The EUR/USD pair has recently tried to gain strength after falling all the way down to the 1.25 handle. However, the market could not keep any of the gains above the one point to a level, and for me that is very important as I have identified the 1.28 level as the beginning of a significant amount of resistance that extends all the way up to the 1.30 handle. Because of that, I think that it’s only a matter of time before we end up falling again, and we even have a Japanese candlestick formation that could give us a bit of a “heads up” on that selling opportunity.

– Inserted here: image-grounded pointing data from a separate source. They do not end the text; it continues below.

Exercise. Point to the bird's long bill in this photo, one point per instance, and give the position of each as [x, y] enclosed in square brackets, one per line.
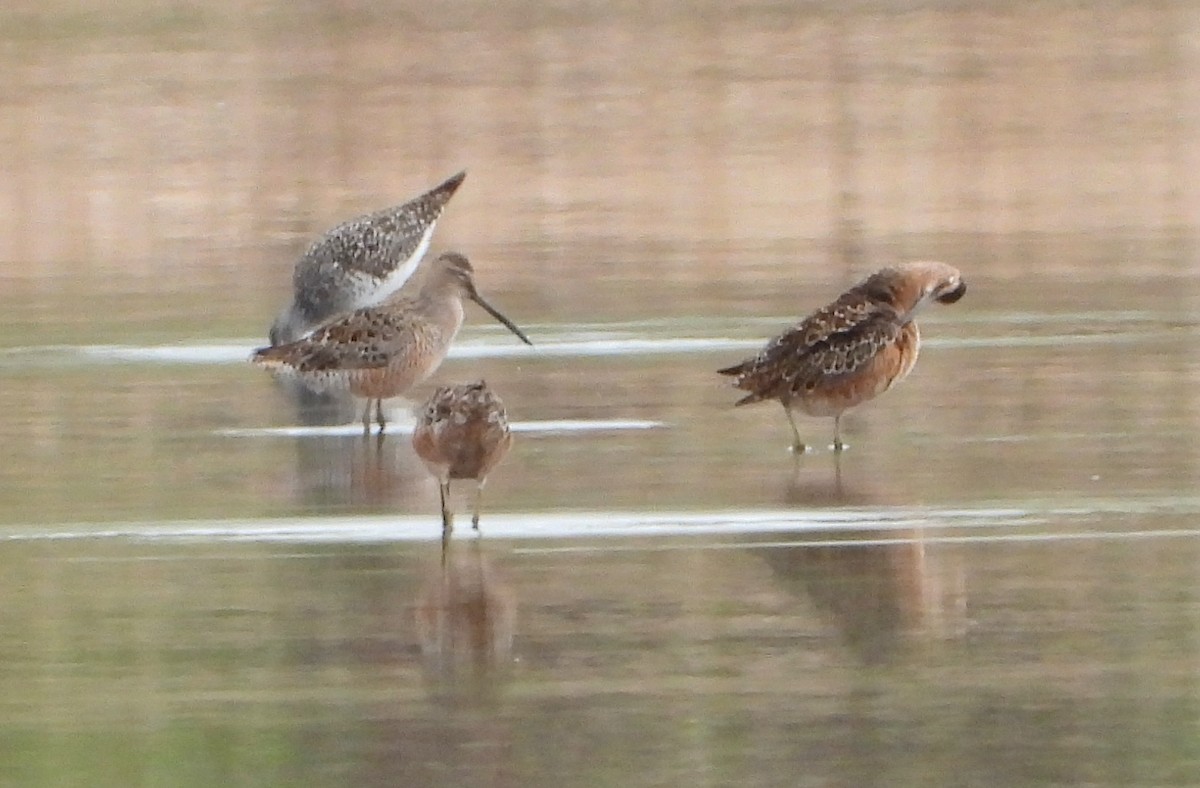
[496, 313]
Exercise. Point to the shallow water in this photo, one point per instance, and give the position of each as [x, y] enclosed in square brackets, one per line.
[995, 585]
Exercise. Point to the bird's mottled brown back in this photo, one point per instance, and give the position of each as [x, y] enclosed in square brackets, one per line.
[462, 431]
[831, 344]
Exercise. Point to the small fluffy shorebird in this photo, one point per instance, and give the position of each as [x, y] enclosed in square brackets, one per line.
[384, 350]
[361, 262]
[462, 433]
[850, 350]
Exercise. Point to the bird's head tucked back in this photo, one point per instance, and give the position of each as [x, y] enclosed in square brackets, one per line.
[453, 270]
[912, 286]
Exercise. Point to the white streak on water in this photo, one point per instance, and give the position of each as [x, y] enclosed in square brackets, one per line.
[549, 426]
[1031, 521]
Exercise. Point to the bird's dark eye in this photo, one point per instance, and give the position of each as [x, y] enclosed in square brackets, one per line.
[953, 294]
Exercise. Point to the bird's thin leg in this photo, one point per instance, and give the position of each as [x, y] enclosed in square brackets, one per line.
[447, 517]
[366, 419]
[797, 444]
[479, 501]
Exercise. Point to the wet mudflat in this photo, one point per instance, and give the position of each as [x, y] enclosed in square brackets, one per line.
[996, 584]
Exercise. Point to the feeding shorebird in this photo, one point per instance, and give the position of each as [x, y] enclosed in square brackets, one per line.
[462, 433]
[361, 262]
[850, 350]
[384, 350]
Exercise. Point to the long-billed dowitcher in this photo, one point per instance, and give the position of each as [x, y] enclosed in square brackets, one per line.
[361, 262]
[462, 433]
[850, 350]
[384, 350]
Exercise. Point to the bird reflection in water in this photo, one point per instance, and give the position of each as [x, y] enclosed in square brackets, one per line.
[881, 589]
[466, 618]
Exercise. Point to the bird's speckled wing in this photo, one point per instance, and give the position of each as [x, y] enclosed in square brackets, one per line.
[363, 340]
[370, 246]
[828, 346]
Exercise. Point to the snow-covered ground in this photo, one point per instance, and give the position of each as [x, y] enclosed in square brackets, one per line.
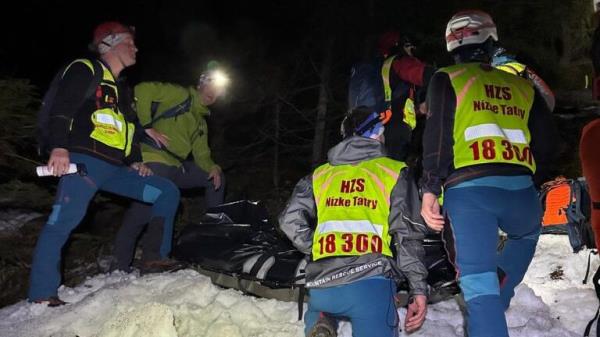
[551, 302]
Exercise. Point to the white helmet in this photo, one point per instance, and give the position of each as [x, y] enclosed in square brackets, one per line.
[469, 27]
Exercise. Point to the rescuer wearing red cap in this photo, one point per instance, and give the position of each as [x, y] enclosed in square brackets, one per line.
[87, 126]
[405, 79]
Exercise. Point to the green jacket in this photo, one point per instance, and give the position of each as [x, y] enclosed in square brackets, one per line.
[187, 132]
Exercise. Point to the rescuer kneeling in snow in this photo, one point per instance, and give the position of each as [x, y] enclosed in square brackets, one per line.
[349, 216]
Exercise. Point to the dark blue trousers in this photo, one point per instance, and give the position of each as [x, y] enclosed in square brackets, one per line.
[73, 196]
[476, 213]
[368, 304]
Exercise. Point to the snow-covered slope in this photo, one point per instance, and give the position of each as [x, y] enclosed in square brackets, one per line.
[551, 302]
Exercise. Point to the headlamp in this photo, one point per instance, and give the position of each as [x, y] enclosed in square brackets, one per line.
[217, 78]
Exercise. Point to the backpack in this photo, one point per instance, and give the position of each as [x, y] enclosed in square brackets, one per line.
[366, 86]
[566, 210]
[43, 116]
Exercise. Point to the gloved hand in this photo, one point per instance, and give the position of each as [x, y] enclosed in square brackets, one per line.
[142, 169]
[215, 175]
[415, 313]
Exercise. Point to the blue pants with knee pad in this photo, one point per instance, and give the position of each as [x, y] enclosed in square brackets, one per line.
[476, 210]
[73, 196]
[368, 304]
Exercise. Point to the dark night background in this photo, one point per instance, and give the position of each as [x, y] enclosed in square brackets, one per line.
[289, 65]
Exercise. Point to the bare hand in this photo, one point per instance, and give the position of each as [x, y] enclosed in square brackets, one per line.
[215, 175]
[415, 313]
[59, 161]
[430, 211]
[159, 138]
[142, 169]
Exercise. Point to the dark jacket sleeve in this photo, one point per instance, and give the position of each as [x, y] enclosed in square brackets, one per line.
[69, 97]
[298, 219]
[544, 138]
[408, 231]
[438, 141]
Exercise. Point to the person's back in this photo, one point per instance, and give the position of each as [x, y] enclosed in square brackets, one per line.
[406, 79]
[175, 118]
[347, 217]
[486, 133]
[95, 133]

The Thursday candle was a hammer at the 1.28 handle, and quite frankly could have been a sign that the market wanted to go higher. However, if you break the bottom of that hammer, the hammer then becomes what is known as a “hanging man”, one of the most of bearish signs that you can see as far as candlestick charting is concerned.
The trend matters
What I really like about the potential hanging man is the fact that it goes with the trend as well. The 1.28 level was the 61.8% Fibonacci retracement level from the entire move higher that we are falling out of now. The fact that the area offered resistance after initially collapsing tells me that there is still plenty of selling pressure.

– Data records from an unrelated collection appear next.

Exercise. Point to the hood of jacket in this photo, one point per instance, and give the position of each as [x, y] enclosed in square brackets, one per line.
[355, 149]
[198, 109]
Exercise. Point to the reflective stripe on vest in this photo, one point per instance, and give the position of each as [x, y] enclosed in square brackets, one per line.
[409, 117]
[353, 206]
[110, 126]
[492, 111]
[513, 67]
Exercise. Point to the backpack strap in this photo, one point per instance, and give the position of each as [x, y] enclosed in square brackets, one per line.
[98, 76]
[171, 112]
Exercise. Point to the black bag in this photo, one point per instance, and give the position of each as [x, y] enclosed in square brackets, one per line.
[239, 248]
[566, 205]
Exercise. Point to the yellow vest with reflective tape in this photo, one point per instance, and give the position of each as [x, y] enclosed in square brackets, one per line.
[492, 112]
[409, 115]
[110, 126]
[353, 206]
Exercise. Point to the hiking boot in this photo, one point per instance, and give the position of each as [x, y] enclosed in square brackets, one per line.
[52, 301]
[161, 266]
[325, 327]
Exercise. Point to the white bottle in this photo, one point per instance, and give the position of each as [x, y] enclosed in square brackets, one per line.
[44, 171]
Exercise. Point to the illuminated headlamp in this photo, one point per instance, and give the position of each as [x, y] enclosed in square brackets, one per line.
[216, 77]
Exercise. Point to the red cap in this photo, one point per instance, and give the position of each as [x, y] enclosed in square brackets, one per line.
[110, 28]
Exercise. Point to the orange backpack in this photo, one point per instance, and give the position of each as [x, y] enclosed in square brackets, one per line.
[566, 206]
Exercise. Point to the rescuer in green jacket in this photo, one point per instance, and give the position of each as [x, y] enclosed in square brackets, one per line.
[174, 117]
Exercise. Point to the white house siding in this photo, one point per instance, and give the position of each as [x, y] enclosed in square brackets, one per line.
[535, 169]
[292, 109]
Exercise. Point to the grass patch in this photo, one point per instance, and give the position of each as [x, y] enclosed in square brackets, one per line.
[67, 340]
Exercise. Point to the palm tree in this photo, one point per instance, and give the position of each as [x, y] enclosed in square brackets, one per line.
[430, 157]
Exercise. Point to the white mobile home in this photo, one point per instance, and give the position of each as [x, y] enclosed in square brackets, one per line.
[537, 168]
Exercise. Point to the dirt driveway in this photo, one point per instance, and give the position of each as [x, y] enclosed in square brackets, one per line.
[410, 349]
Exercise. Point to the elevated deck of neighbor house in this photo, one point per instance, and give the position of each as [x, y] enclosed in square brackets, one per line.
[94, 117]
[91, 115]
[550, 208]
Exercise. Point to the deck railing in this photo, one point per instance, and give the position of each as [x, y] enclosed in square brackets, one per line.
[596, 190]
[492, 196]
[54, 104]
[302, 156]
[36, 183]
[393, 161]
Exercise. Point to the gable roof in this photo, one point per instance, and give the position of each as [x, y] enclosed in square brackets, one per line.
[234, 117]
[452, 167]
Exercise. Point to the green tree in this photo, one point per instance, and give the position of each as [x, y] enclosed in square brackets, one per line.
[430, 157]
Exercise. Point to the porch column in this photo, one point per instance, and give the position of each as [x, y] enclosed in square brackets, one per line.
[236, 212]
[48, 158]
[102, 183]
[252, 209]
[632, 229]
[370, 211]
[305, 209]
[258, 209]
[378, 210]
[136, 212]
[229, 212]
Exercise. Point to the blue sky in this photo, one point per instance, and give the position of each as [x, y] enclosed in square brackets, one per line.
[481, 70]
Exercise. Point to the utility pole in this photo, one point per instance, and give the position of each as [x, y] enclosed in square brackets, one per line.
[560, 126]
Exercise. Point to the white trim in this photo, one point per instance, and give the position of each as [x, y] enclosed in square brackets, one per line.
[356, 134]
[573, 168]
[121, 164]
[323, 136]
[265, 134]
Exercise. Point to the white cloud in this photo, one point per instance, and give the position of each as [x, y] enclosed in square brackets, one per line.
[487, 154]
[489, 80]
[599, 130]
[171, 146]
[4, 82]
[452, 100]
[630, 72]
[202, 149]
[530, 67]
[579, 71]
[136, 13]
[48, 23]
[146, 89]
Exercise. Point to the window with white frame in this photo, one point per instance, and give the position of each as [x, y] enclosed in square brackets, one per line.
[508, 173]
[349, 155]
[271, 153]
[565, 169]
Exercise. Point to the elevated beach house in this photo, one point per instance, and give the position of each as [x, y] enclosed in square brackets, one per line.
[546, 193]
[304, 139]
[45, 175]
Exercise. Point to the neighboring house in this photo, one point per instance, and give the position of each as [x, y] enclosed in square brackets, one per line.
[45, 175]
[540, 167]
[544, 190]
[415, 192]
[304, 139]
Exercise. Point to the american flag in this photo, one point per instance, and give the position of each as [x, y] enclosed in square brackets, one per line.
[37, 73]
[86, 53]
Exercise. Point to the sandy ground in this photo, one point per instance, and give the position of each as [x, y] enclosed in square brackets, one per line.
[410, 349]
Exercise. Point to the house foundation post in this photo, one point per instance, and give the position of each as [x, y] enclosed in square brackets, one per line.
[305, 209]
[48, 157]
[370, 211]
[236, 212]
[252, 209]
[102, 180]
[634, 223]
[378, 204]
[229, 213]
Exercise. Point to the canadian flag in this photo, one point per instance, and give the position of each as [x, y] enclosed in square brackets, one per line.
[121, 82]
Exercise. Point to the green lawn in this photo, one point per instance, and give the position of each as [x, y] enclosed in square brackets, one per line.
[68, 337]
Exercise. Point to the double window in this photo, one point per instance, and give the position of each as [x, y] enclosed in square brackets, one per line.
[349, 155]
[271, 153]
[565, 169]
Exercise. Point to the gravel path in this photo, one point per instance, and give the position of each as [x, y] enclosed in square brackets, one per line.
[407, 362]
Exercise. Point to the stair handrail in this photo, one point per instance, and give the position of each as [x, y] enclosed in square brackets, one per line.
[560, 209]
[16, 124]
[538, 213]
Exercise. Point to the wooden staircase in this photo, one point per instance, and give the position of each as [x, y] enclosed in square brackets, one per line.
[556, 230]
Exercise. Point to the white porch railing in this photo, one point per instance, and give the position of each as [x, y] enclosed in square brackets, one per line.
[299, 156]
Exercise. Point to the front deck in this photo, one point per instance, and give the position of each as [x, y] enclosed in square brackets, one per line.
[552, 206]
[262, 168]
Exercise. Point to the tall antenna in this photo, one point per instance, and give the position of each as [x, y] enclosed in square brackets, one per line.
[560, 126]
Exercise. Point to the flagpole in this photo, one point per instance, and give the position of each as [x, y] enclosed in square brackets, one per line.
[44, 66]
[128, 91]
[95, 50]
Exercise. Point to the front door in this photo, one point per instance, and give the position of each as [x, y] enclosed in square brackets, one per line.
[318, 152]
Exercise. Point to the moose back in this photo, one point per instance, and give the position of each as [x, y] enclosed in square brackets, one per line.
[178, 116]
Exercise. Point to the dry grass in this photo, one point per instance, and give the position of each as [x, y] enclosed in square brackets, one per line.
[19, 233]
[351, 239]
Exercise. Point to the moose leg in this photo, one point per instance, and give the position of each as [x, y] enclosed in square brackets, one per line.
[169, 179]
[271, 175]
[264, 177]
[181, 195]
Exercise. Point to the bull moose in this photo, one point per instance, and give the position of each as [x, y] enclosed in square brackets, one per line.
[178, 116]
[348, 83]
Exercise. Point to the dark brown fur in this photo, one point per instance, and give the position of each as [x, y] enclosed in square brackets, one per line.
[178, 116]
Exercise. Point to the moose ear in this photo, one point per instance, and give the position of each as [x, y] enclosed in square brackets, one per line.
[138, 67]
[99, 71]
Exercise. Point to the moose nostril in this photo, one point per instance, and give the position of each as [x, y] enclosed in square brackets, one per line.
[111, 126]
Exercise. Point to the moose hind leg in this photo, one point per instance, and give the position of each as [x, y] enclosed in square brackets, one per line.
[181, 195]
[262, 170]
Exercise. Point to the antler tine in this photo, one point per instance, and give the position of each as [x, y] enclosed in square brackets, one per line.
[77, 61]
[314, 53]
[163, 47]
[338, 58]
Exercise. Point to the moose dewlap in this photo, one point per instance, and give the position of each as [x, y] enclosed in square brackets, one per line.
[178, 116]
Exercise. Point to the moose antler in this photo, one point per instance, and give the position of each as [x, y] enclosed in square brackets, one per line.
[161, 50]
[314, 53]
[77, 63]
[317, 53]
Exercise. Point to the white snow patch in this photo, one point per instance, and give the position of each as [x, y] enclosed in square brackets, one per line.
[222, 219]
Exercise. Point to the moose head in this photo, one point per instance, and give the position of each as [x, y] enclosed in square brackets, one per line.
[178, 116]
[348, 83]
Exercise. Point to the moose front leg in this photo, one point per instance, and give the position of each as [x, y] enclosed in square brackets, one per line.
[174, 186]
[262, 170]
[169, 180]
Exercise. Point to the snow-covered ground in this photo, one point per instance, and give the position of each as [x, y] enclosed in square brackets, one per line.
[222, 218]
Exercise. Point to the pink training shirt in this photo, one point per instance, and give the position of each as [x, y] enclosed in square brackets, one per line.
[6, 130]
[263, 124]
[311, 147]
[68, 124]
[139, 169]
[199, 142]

However, you have to look at the 1.25 level as potential trouble on the downside as it is a large, round, psychologically significant number. It doesn’t mean that it can be broken, just that we may have to make several attempts to get below that level. Ultimately, I think we do break below there and head towards the 1.21 level, or perhaps even the 1.20 level. Somewhere in that region I’d be more than willing to take profits and start thinking about a trend reversal yet again. Nonetheless, I have no interest in buying the Euro until we get above the 1.30 level, something that doesn’t look like it’s going to happen anytime soon.